Answer: Because total recognition in your field is better than niche recognition.
No convoluted Hotepian logic trumps the truth.
How exactly can we shift the makeup of the various creative-arts academies from “#SoWhite” to “#AWellMixedPaletteThatReflectsTheRacialAndCulturalDiversityOfAmerica”?
Answer: This is a tougher nut to crack. Statistically, we don’t have the numbers or influence. There are simply not enough of us in the world of filmmaking telling our stories.
There are more than 6,000 members of the Academy of Motion Picture Arts and Sciences, and most of them aren’t high-profile actors and directors. There are professional writers, editors, makeup artists, cinematographers, set designers, lighting technicians and more. These people vote. These people contribute. And nowhere near enough of them are black. The technical side of filmmaking is probably whiter than a chicken breast seasoned with only table salt.

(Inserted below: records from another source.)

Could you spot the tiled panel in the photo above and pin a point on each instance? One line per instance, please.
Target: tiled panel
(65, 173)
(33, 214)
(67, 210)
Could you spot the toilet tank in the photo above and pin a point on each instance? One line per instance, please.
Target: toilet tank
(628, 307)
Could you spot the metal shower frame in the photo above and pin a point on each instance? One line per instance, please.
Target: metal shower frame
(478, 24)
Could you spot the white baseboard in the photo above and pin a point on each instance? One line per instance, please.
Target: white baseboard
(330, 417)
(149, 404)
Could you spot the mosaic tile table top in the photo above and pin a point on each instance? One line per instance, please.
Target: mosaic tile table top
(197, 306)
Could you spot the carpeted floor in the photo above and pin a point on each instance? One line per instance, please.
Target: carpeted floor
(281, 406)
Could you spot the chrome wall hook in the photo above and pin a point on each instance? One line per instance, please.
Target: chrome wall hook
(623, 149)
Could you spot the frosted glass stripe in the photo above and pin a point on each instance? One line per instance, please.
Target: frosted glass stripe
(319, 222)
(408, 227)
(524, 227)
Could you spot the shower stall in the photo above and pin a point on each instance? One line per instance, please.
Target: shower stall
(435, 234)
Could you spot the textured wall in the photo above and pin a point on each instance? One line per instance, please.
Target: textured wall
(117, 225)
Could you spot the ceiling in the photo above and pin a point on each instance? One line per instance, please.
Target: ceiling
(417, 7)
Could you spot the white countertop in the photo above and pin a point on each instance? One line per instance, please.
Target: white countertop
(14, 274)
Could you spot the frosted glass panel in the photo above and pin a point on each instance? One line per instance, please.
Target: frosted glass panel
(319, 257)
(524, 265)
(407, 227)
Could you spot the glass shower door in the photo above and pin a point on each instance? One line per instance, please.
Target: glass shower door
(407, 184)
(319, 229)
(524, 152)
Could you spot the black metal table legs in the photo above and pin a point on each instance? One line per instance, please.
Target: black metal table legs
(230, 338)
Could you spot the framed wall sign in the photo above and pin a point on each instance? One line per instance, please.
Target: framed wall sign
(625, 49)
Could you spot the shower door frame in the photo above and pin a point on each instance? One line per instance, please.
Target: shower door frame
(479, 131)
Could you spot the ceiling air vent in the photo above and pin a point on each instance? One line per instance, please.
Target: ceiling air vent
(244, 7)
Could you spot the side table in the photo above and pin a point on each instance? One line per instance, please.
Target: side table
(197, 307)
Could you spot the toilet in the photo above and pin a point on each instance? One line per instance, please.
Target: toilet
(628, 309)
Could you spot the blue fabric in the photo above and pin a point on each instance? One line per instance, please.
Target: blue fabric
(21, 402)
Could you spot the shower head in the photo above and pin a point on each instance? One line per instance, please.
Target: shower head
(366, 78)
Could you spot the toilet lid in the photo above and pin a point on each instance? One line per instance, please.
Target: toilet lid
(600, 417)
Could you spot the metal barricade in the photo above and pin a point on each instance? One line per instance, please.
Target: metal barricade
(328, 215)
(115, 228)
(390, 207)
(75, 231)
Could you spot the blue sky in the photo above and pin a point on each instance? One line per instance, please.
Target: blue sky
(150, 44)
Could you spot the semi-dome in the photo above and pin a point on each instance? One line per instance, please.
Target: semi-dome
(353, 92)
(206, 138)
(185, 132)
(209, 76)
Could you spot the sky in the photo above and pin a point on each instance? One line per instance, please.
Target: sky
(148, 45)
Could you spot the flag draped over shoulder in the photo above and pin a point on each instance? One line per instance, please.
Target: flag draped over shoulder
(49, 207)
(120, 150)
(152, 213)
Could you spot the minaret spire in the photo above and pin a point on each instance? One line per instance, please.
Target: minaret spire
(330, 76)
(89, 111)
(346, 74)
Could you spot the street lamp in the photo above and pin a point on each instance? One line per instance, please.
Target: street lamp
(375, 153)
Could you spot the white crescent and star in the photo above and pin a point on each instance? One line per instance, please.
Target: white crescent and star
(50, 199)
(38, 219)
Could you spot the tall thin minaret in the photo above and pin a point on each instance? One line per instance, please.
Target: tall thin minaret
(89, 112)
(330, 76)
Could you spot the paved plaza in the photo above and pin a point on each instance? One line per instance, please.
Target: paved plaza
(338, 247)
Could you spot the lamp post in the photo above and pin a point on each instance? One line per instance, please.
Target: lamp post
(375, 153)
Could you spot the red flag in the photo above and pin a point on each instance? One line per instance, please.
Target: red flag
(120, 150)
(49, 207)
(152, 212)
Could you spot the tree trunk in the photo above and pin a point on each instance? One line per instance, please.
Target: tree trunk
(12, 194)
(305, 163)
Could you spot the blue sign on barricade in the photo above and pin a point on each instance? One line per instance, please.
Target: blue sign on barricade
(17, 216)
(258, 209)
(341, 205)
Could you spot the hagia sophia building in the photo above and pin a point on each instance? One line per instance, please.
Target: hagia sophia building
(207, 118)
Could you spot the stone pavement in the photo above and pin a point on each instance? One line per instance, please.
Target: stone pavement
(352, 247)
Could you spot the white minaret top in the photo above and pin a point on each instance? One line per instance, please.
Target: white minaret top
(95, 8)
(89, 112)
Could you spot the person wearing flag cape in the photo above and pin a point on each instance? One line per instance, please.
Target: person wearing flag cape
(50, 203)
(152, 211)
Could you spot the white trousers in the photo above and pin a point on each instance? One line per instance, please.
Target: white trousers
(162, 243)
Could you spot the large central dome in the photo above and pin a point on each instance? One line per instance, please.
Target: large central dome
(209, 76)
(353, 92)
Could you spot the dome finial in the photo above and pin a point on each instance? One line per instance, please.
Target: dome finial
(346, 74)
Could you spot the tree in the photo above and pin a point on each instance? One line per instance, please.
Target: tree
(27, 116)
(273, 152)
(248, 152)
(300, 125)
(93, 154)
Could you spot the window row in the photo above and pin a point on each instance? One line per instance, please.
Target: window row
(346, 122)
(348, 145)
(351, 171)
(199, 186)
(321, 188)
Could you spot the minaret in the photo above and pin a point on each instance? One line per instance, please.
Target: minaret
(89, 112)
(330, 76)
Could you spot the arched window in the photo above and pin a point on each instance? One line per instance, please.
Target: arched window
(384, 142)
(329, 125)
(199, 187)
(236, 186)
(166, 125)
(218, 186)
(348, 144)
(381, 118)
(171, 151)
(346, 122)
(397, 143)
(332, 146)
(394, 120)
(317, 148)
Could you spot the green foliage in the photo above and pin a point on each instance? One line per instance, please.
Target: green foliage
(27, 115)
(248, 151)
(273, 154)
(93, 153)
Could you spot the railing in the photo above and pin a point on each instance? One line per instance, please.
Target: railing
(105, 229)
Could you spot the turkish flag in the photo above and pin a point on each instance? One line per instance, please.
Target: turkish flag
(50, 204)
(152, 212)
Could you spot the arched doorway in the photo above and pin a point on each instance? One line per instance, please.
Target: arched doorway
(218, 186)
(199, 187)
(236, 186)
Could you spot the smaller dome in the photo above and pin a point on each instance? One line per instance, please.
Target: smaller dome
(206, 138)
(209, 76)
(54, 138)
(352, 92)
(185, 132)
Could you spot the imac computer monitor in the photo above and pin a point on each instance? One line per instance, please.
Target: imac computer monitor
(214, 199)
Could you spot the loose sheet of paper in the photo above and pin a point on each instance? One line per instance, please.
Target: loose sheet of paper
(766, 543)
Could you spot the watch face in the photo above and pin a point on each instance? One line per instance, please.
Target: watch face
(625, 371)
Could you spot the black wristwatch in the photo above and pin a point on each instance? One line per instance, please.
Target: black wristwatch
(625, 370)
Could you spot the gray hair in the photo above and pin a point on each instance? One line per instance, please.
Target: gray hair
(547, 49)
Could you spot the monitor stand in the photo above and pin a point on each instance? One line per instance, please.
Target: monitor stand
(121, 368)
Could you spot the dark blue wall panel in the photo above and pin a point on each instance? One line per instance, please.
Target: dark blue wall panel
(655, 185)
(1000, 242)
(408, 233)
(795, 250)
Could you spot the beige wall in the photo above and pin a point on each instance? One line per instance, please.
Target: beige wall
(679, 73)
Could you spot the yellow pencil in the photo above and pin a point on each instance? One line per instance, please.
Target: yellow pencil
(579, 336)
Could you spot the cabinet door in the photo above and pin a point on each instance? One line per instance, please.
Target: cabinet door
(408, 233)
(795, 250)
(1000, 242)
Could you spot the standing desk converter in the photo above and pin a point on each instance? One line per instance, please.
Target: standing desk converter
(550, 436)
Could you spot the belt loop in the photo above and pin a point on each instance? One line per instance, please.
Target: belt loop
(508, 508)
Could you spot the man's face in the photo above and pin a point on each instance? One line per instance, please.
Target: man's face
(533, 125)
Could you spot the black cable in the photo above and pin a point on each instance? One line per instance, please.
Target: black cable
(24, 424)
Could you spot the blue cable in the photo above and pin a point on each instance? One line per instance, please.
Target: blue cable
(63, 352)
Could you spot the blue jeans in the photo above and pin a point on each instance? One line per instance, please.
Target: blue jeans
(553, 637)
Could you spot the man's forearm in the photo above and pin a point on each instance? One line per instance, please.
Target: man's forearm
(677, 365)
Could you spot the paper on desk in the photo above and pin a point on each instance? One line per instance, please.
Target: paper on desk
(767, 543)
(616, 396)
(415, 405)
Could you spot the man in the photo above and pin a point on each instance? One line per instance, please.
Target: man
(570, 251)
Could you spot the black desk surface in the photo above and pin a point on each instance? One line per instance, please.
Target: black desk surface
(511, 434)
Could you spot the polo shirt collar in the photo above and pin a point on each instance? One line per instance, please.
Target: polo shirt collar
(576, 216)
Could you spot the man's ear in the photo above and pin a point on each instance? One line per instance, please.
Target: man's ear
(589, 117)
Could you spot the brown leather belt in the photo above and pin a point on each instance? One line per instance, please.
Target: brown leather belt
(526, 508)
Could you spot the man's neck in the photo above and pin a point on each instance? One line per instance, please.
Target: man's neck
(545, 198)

We can’t all play the outfield like Ken Griffey Jr. Some of us should try to be catchers or third basemen, because there’s nothing wrong with strong thighs. It would be awesome if some of those young women duping society via YouTube makeup tutorials got the support and encouragement to work in film. Likewise, if someone pushed your cousin Terry to stop lining his closet with egg cartons and find other work in sound production besides recording his mixtape.
In addition to those who need support from the fringes, there are plenty of young black filmmakers coming out of the major film academies at UCLA, USC, NYU and AFI who need both human and financial support and opportunities to tell their stories at a feature-length level. Making films ain’t easy, and it ain’t cheap.
While people are upset about the snubs for Creed, Concussion, Straight Outta Compton and Beasts of No Nation, the types of stories that these films represent reveal the issue with what is deemed a bankable black narrative.
We have one franchise film, one Will Smith-forcing-his-hero-narrative-down-our-throats-again film, a hip-hop biopic and, of course, an African-child-as-soldier film. Seriously, if you peruse the past 30 years of Oscar nominees, the only nonslave, non-civil-rights black drama nominated is Beasts of the Southern Wild.
No regular-ass drama-filled s–t.
And when I say “s–t,” I mean non-massa-, non-kingpin-, non-warlord-related s–t.